Once you have read through, jump on the [Do-It-Yourself](https://pietrostefani.github.io/gds/openscienceDIY.html) section, which will provide you with a challenge that you should complete on your own, and will allow you to put what you have already learnt into practice.
## Data wrangling
Real world datasets tend to be messy. There is no way around it: datasets have "holes" (missing data), the amount of formats in which data can be stored is endless, and the best structure to share data is not always the optimum to analyze them, hence the need to wrangle (manipulate, transform and structure) them. As has been correctly pointed out in many outlets ([e.g.](https://www.nytimes.com/2014/08/18/technology/for-big-data-scientists-hurdle-to-insights-is-janitor-work.html?_r=0)), much of the [time](https://twitter.com/BigDataBorat/status/306596352991830016) spent in what is called (Geo-)Data Science is related not only to sophisticated modeling and insight, but to more basic and less exotic tasks such as obtaining data, processing, turning them into a shape that makes analysis possible, and exploring it to get to know their basic properties.
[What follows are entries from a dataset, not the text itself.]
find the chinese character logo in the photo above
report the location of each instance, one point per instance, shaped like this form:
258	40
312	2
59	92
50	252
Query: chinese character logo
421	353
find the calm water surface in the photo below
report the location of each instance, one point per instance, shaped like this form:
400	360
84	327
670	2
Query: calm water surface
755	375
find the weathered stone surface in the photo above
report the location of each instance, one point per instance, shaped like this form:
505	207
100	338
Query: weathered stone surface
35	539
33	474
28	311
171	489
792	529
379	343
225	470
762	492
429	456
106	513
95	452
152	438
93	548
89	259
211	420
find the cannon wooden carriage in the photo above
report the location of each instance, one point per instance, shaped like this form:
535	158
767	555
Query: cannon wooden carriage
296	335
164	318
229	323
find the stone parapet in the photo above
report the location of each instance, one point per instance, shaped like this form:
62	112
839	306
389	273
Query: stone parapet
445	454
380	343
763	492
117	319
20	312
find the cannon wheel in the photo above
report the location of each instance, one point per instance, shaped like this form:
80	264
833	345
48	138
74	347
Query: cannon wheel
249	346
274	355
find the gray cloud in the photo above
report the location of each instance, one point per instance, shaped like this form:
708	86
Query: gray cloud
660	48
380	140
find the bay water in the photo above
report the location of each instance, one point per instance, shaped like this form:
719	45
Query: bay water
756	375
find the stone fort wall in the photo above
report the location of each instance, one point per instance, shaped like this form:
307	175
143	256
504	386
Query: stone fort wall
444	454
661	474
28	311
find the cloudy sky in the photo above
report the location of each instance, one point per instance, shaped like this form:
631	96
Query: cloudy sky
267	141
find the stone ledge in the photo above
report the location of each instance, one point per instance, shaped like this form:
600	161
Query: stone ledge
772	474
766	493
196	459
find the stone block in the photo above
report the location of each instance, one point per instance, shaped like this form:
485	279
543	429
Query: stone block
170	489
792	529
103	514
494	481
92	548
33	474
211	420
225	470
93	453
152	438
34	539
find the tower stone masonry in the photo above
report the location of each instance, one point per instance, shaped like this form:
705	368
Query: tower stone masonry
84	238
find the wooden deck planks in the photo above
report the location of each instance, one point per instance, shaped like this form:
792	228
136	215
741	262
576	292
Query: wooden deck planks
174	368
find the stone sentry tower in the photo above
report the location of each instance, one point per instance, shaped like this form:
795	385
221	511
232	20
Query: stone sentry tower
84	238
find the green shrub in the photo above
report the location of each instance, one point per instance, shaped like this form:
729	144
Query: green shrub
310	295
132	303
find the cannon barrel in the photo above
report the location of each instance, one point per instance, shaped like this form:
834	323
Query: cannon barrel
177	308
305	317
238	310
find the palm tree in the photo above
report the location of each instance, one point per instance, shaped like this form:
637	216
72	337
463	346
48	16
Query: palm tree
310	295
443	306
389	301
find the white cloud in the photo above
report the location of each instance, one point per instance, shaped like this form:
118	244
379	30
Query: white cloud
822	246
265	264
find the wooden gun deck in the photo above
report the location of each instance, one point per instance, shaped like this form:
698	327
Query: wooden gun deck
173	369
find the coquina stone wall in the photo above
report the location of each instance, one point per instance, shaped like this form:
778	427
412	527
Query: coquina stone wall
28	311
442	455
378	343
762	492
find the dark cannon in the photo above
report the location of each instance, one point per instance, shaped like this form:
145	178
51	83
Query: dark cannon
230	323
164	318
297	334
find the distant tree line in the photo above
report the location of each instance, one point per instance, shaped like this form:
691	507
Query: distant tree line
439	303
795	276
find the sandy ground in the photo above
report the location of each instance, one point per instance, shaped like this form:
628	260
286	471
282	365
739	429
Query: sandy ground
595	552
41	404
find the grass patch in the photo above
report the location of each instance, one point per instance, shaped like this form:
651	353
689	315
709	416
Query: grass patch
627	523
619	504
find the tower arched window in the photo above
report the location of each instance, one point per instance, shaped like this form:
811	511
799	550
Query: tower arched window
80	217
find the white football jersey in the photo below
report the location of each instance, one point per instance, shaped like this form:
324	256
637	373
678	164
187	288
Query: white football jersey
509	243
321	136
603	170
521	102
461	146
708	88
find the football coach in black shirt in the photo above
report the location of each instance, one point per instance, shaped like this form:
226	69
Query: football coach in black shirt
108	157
In this session, you will use a few real world datasets and learn how to process them in Python so they can be transformed and manipulated, if necessary, and analyzed. For this, we will introduce some of the fundamental tools of data analysis and scientific computing. We use a prepared dataset that saves us much of the more intricate processing that goes beyond the introductory level the session is aimed at.
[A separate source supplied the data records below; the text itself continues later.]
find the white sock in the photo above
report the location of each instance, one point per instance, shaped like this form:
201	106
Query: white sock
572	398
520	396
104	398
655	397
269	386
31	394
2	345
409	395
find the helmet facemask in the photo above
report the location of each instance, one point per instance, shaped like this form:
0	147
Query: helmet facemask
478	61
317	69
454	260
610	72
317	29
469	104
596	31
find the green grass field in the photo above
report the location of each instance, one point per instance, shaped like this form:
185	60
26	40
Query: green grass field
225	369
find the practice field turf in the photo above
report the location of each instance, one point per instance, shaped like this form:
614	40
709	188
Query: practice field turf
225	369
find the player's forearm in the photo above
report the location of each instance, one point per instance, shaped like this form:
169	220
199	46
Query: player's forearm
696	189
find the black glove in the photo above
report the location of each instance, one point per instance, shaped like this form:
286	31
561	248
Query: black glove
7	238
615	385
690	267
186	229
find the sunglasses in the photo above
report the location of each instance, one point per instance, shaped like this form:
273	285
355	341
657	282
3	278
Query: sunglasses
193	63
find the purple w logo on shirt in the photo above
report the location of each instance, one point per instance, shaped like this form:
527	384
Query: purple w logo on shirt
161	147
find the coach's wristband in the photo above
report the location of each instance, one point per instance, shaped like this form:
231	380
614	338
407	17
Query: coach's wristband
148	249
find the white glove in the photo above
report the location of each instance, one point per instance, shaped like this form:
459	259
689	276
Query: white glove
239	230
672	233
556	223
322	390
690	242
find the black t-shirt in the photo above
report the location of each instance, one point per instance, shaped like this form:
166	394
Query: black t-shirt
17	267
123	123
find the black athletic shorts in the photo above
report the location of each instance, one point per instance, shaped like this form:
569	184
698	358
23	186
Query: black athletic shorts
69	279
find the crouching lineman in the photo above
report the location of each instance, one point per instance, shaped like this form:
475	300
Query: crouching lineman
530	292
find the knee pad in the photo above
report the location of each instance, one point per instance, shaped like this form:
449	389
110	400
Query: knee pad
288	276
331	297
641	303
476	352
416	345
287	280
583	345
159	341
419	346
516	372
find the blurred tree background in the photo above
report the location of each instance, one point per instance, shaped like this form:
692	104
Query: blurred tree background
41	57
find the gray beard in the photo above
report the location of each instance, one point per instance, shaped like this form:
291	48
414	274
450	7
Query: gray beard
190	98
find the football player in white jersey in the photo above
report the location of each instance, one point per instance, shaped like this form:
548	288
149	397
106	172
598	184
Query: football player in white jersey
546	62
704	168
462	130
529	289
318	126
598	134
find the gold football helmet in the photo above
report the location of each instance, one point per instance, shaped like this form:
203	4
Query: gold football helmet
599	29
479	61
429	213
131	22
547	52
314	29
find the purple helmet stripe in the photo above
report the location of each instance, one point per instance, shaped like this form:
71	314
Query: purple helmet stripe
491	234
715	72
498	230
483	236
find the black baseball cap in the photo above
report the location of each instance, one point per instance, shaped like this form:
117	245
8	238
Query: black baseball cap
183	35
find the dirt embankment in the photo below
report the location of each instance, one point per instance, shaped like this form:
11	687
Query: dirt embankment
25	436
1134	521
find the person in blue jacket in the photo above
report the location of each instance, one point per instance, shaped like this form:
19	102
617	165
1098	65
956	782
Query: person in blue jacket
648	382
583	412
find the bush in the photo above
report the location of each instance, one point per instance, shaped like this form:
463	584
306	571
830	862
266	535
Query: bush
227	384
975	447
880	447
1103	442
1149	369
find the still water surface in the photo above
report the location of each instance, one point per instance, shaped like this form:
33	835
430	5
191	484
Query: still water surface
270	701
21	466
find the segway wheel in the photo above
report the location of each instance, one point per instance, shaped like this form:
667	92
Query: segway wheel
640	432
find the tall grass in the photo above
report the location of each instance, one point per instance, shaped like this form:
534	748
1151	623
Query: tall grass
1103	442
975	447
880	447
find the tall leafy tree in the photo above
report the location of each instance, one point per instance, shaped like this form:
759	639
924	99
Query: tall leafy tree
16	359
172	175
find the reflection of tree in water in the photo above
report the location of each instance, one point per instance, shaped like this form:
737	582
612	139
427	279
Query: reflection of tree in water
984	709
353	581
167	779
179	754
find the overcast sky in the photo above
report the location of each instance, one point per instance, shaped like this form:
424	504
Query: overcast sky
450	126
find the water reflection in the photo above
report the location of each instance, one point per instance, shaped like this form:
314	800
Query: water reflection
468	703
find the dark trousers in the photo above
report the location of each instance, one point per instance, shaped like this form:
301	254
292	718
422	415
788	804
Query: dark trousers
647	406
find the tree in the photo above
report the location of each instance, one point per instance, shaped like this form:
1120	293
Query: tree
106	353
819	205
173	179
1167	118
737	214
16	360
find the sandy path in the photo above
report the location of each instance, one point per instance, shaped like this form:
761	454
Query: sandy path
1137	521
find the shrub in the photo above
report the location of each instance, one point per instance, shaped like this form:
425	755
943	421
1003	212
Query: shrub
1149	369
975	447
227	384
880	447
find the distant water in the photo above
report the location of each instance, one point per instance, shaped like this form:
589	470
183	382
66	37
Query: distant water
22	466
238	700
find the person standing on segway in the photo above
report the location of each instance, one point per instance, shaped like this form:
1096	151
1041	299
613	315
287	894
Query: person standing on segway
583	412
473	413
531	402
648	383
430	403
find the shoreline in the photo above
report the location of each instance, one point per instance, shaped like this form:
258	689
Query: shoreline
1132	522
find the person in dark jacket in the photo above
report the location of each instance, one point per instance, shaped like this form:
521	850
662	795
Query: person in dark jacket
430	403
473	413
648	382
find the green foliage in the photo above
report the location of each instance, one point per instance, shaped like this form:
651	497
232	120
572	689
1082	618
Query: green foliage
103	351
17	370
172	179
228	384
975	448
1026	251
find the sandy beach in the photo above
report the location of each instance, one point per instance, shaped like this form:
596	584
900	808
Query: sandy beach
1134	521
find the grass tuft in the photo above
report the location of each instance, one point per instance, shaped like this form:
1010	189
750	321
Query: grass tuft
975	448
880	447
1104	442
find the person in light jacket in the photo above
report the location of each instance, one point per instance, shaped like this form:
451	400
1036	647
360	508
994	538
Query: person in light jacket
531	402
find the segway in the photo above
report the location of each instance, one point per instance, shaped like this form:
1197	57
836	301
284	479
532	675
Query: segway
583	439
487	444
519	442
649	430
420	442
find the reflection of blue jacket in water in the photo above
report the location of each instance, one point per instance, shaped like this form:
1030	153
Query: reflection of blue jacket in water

In this notebook, we discuss several patterns to clean and structure data properly, including tidying, subsetting, and aggregating; and we finish with some basic visualization. An additional extension presents more advanced tricks to manipulate tabular data.
Before we get our hands data-dirty, let us import all the additional libraries we will need to run the code:
## Loading packages
We will start by loading core packages for working with geographic vector and attribute data.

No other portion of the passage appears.